2023年のことば発表

メリアム=ウェブスター辞典

「authentic」を選ぶ

今年を最も象徴、SNSで多様も

 メリアム=ウェブスター辞典は11月27日、2023年を最も象徴することばに「authentic」を選んだことを発表した。 

 同辞典は公式サイトで、形容詞authenticは「明確に定義することは難しく、しばしば議論の対象となる」としながら、意味として「虚偽ではない:real(本物の)やactual(事実上の)の同義語」、「自身の個性や精神、人格に誠実である」と複数あるとしている。今年は人工知能(AI)やセレブ文化、アイデンティティ、ソーシャルメディアの話題で、同単語の使用が著しく増加したという。 

 日常ではauthentic dish(本場の食べ物)や、英語圏の観光客が昭和風情が残る下町の商店街や住宅街をauthentic(正真正銘の)と表現することがあるが、「自身」や「声」などアイデンティティを強調する形容詞としても使用される。英国人シンガーソングライターのサム・スミスさんは「authentic self(本来の自分)を表現するにはとても勇気が要る」とゲイであること公表し、グラミー賞を12回受賞しカリスマ的存在のテイラー・スウィフトさんは、多大な影響力として自身のauthenticity(らしさ)が評価され、王室離脱に困惑するヘンリー王子も同単語で自分らしさを強調している。またChatGPTの利用が賛否となった今年は、学校の論文や政治家の発言や声明がauthentic(真実)なのか、が問われた。 

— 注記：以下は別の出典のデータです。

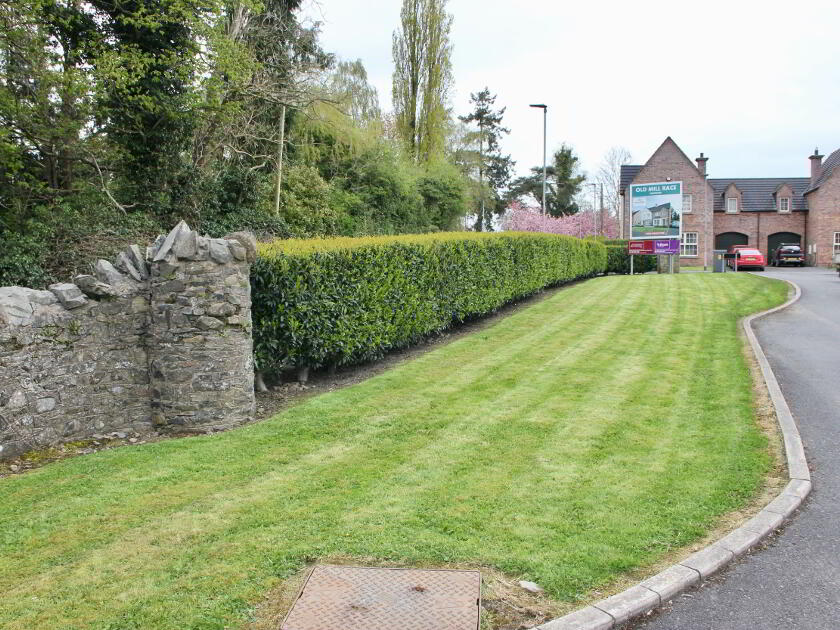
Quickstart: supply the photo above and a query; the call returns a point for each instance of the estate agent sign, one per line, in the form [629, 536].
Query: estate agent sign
[656, 210]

 同「ワーズ・オブ・ザ・イヤー」は03年に始まり、毎年、1年間の出来事を反映した単語、検索数が著しく増加した単語を厳選している。そのほか今年のリストに選ばれた単語の一部は次の通り。Rizz:ロマンチックな魅力がある、カリスマ性があることを意味するスラングで、今年9月に同辞典に登録された。Kibbutz(キブツ):イスラエルの独自の農村共同体のことで、イスラム組織ハマスは10月7日にイスラエル南部のキブツを攻撃した。Implode(内破する):6月18日に潜水艦タイタンが深海で内破し5人が犠牲となった。Deadname(デッドネーミング):トランスジェンダー本人が出生時に付けられ、すでに使用していない名前。Doppelganger:ドイツ民話に基づく分身や生霊を意味する。カナダのジャーナリストで作家のナオミ・クラインさんが同タイトルの新刊で、フェミニストの作家で陰謀論者である自身の葛藤を綴った。Coronation(戴冠式):チャールズ3世の戴冠式の5月6日には、同単語の検索数は昨年比で15681%増だった。Deepfake:実際にはやっていない、言っていないことをした個人を偽った印象で伝えるために用意された動画や画像。今年は、テスラ社のイーロン・マスク氏の弁護団が、マスク氏の過去の発言が捏造されたと訴えた。Dystopian:近年の気候危機を表す形容詞で、暗黒郷のような、を意味する。Covenant:「契約」を意味する名詞だが、3月27日テネシー州ナッシュビルで銃撃事件があった小学校がコヴェナント・スクールだったこと、ガイ・リッチー監督映画「コヴェナント」が公開されたこと、オプラ・ウィンフリーさんがブック・クラブでアブラハム・ベルギーズ著の新書『ザ・コヴェナント・オブ・ウォーター』を推薦したことから検索数が増加した。Indict(起訴する):ドナルド・トランプ前大統領が4州で重罪で起訴された。そのほかツイッターを改めた「X」、エミー、グラミー、オスカー、トニー全賞を制覇を表す「EGOT」など、同リストの詳細はmerriam-webster.comを参照する。